Corruption and inequality feed off each other, creating a vicious circle between corruption, unequal distribution of power in society, and unequal distribution of wealth.

Transparency International also say:

Corruption is the abuse of entrusted power for private gain. It can be classified as grand, petty and political, depending on the amounts of money lost and the sector where it occurs.

A slight perusal of Transparency International’s website would do some of those opposite the world of good, and it would be very handy if they were to pass on that link to some of their comrades.

Regarding Labor’s property development in Braddon, this deal stinks. The Labor Club did not pay a cent to change their lease. They did not pay a cent. How is it that you can go from a small commercial building to 36 apartments without paying a cent? That sounds dodgy, and it is dodgy when the government is also the decision-maker and in effect the developer. How would you like to be a development application assessor in the planning directorate and have that DA put in front of you? They have put that public servant in an impossible position. No public servant should ever be put in a position like that, where they have in effect got the weight of the government, the weight of the governing party, on their shoulders. It is bullying and it is intimidating.

Of course, the development happened, surely with the knowledge of the ministers. Soon after, the government did a rewrite of the change of use system, because they said they needed reform in that, after, of course, they had got the million dollar gain. Conveniently, the Labor Club managed to slip it in just in time. Rather than pay the $1,080,000 that would have been applicable for their 36-apartment building had it been done today, they did not pay a cent.

The Labor movement is a major property developer.

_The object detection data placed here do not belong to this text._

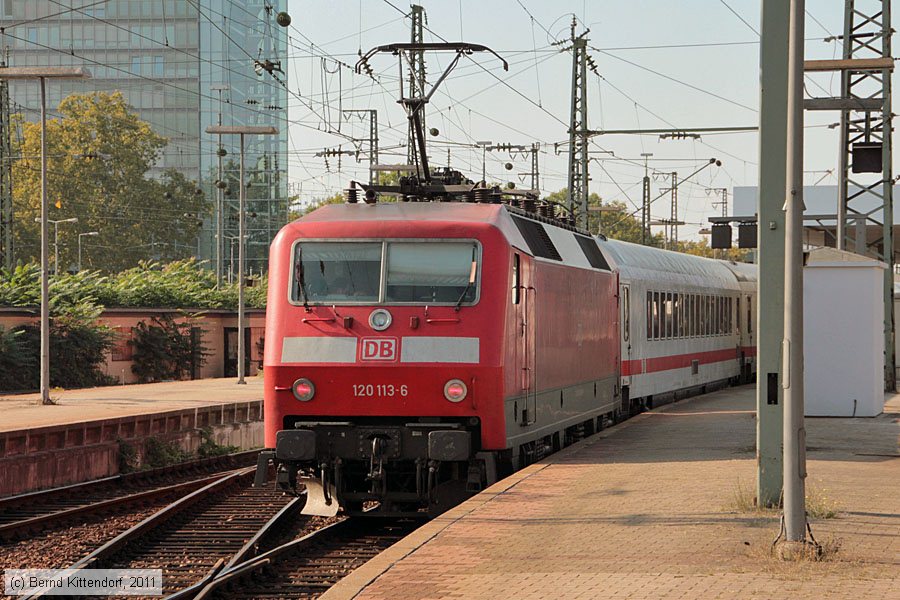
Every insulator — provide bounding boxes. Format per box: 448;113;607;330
344;181;359;204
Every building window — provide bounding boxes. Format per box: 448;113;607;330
110;327;134;360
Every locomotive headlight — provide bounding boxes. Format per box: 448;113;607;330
369;308;393;331
444;379;469;402
291;377;316;402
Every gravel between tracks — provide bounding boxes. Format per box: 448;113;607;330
0;500;171;598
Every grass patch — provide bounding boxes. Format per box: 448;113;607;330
806;482;841;519
726;479;841;519
116;440;140;473
197;427;240;458
141;438;193;469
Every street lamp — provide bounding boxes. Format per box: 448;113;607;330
206;125;278;384
0;67;91;404
78;231;100;271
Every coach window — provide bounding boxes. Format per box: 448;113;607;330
687;294;697;337
512;254;520;304
703;295;712;336
747;296;753;333
673;292;684;337
653;292;662;340
662;292;672;339
291;242;381;304
384;241;478;304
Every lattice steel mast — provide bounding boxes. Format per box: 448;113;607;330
837;0;896;390
406;4;426;165
567;17;593;227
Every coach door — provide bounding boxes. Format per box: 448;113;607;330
619;284;631;385
513;252;537;425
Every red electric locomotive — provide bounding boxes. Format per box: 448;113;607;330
264;197;621;515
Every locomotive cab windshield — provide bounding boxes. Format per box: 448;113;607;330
291;240;481;307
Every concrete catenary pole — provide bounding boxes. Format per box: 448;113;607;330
745;0;790;506
782;0;806;544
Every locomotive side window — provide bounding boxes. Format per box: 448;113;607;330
291;242;381;303
385;242;478;303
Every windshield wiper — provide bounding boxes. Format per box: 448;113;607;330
294;251;309;312
453;258;478;312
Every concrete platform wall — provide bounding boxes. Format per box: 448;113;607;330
0;401;263;496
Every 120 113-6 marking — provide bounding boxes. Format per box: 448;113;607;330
353;383;409;398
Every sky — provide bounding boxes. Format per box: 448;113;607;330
287;0;892;239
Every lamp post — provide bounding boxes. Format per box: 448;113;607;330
206;125;278;384
0;67;91;404
78;231;100;271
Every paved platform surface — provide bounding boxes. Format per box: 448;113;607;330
0;377;263;431
324;386;900;600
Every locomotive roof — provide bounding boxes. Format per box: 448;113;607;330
600;240;756;289
302;202;505;225
300;202;608;270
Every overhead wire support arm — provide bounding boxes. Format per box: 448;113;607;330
355;42;509;184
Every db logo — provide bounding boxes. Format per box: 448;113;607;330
360;338;397;361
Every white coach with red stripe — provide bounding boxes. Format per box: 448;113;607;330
600;241;756;406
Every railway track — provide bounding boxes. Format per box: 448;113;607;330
44;468;305;594
0;450;258;542
186;519;421;600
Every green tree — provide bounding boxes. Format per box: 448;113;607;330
128;314;209;383
13;92;207;272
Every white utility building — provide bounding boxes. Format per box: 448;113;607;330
803;248;887;417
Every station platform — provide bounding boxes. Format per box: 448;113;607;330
323;386;900;600
0;377;263;432
0;377;263;496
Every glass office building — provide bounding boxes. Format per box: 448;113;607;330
0;0;287;273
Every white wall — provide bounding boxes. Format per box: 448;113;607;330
803;258;884;417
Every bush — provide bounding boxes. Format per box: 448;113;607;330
0;327;36;391
0;302;116;391
128;314;209;383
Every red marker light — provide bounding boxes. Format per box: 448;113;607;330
444;379;469;402
292;378;316;402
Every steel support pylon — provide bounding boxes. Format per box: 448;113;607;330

They have established spin-off companies to do their developments. It says so pretty clearly in the Labor Club’s annual report. The purpose of the wholly owned company is “to acquire property and/or undertake property development”. But if we need verification, I guess we could contact Wayne Berry, who is now a property developer, given that he is one of the two directors of the development company doing the 36 apartments in Braddon. At the same time as the government talks tough about property developers, the Labor Club is in effect a property developer themselves. One might say that is corrupt but, if not, it is a horrendous double standard.

At the same time as the Labor Party is talking tough about gambling, at the same time as they move to end the greyhound industry, those opposite continue to profit, through their party, on the back of poker machines. The guaranteed winner in Charnwood, in Stirling, in the city or in Belconnen is the Australian Labor Party. Every one of their campaigns was funded through poker machine money. And yes, the money now comes through the 1973 Foundation but it has really all come from pokies.